If you have bigger questions about nutrition, or anything feels off in terms of energy or recovery, a conversation with a registered dietitian or your doctor is always a worthwhile step.
Step Outside Your Comfort Zone
Sometimes a plateau is less about the physical and more about the habitual. You have settled into what feels safe and familiar, and you have stopped asking your body — or yourself — to do anything new.
For me, this has sometimes meant saying yes to a format I was unsure about, or showing up to lift on a day when I genuinely did not feel like it. Not every workout needs to feel inspired. But occasionally doing something that feels slightly uncomfortable can break a pattern in a way that is hard to manufacture otherwise.
Reconnect with Your Why
When adjustments to the routine are not quite landing, I come back to the question underneath all of it: why does this matter to me?
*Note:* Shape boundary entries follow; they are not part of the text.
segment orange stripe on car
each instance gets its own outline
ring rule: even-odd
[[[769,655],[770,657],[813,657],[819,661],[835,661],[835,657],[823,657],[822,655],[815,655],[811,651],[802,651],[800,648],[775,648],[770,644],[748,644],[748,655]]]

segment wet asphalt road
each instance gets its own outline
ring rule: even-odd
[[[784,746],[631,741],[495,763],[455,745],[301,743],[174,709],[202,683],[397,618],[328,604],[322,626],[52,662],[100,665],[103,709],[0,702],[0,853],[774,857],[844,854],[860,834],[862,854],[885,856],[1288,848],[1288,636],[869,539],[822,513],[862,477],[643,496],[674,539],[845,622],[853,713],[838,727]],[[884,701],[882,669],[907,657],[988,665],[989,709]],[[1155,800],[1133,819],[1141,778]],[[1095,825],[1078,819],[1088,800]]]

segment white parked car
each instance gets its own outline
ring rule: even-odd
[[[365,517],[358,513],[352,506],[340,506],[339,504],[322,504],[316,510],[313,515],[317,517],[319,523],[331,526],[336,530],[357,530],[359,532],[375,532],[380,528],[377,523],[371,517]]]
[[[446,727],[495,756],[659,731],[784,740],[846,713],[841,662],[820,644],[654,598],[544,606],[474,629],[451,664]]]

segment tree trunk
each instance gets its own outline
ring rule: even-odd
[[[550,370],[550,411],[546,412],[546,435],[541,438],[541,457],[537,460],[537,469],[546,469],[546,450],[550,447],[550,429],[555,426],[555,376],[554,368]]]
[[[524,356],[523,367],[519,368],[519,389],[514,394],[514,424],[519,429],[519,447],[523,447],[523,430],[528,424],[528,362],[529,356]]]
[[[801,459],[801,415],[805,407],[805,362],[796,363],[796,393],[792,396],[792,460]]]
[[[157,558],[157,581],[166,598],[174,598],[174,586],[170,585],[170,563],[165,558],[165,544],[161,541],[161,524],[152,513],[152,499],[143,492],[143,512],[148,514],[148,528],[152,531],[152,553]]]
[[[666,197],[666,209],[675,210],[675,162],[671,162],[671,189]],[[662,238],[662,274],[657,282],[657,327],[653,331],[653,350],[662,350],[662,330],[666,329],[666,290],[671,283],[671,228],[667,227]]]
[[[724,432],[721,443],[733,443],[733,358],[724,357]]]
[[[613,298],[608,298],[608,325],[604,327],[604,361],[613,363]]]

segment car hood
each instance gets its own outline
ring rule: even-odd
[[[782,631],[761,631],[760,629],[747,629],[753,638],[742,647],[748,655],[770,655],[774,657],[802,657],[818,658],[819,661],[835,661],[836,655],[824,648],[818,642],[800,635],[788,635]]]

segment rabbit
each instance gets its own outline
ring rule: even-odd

My reasons for moving my body have shifted over the years. Early on it was about needing to feel better. Now it is about staying strong, having energy, feeling capable, and being able to show up fully in my work and my life. When I lose sight of that, the motivation becomes thin. When I reconnect with it, the motivation has something real to attach to.
If you have hit a plateau, taking a few minutes to sit with your own why can be more useful than changing your workout plan. Sometimes the body just needs a reminder of what it is doing this for.
Plateaus Are Not the End
A plateau means you have worked hard enough that your body wants something new. That is worth acknowledging. It is not a sign to quit or start from scratch — it is a signal to adjust.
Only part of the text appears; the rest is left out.